Die AfD malt ein Zerrbild, als könne man einfach den Schalter umlegen und Menschen pauschal zurückschicken. Fertig. Alles ganz einfach.- Ja, ich verstehe schon, dass Sie da nervös werden. Ich komme gleich noch einmal darauf zu sprechen.
Sie verwechseln Rechtsstaat mit Willkür; die Linken verwechseln Rechtsstaat mit Anarchie. Das eint Sie irgendwie. Wir glauben, dass rechtsstaatliches Handeln immer gut begründet sein muss, und genau daran arbeiten wir, meine Damen und Herren.
Wir wollen die Zahlen wirklich reduzieren, nachhaltig, human, aber konsequent. Das ist rechtsstaatliches Handeln, mit Plan, mit Abkommen, mit Sicherheit und natürlich auch differenziert.

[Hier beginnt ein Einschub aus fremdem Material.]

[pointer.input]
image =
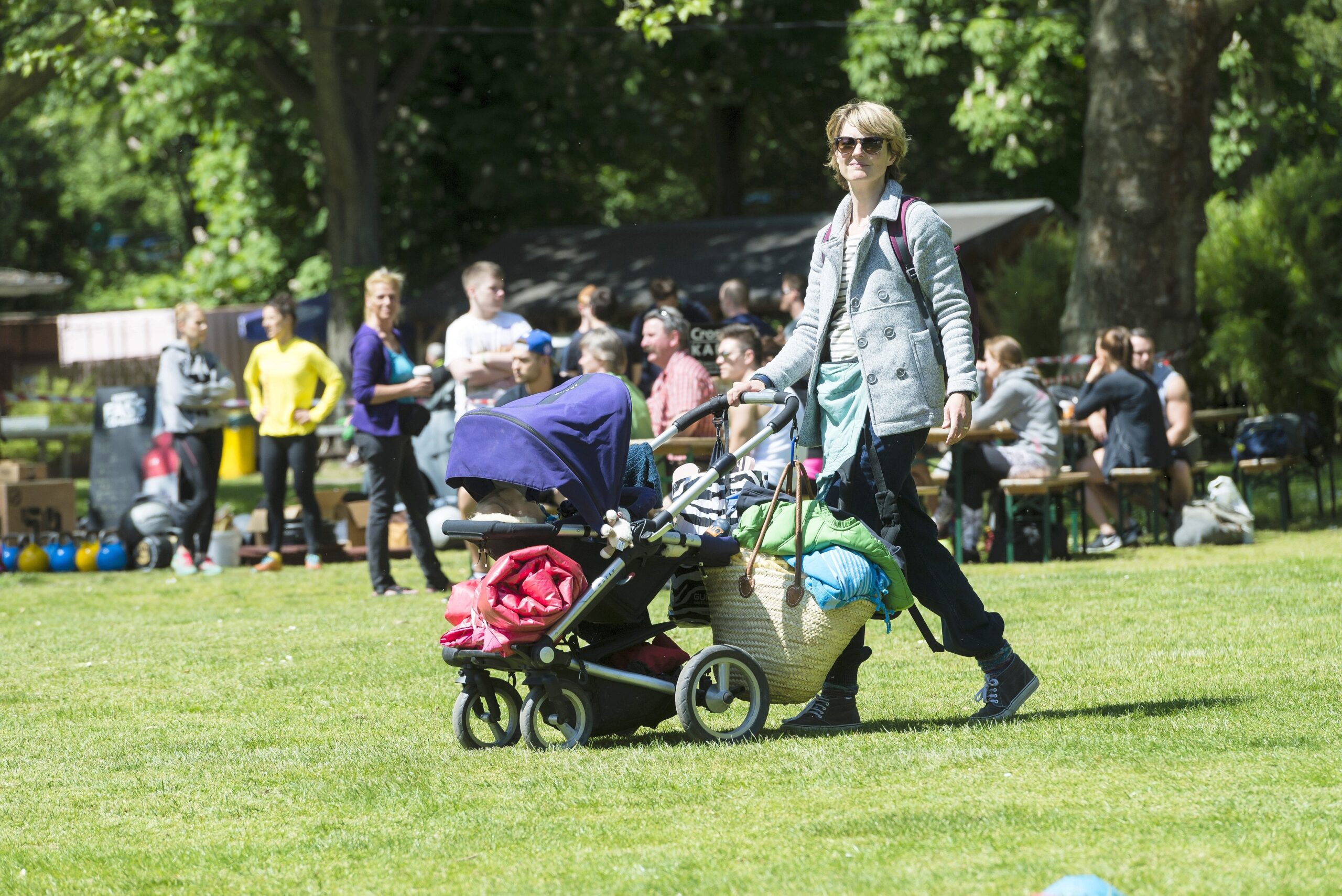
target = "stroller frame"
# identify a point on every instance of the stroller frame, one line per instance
(559, 673)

Viele Regionen in Syrien sind heute nicht mehr aktive Kriegsgebiete. Darauf müssen wir natürlich reagieren. Wo wären wir denn, wenn wir die Lage nicht immer auch wieder neu bewerten würden? Aber wir dürfen das nicht mit Ideologie tun, egal ob von links oder von rechts. Wir müssen konkret handeln, mit Rückführungsprogrammen, mit bilateralen Vereinbarungen und auch mit europäischer Zusammenarbeit. Ich danke ausdrücklich dem Innenminister Dobrindt, der nicht nur in Deutschland, sondern auch in Europa die Migrationswende auf unserem Kontinent auf die Agenda setzt. Herzlichen Dank, lieber Alexander!
Die vorherige Bundesregierung hat es zu lange laufen lassen. Tausende Menschen sind geblieben, oft mit dem Ziel, auf Dauer hier zu sein,
selbst wenn keine Bleibeperspektive besteht. Und das ist ein ganz wichtiger Punkt: Falsche Versprechen haben nichts, aber auch gar nichts mit Humanität zu tun,
sondern sie erzeugen Missverständnisse und weitere Probleme. Sie bieten eben keine echte Perspektive. Übrigens war es auch deswegen wichtig, dass wir in dieser Woche die Turboeinbürgerung abgeschafft haben. Einbürgerung steht am Ende einer gelungenen Integration, niemals am Anfang.
Meine Damen und Herren, Migration ist kein Selbstläufer. Sie muss gesteuert werden. Sie verlangt nicht Polemik, sondern sie verlangt staatliche Autorität und staatlich bestimmtes und konkretes Handeln. Wir sind ein Rechtsstaat, und dieser verteidigt sich.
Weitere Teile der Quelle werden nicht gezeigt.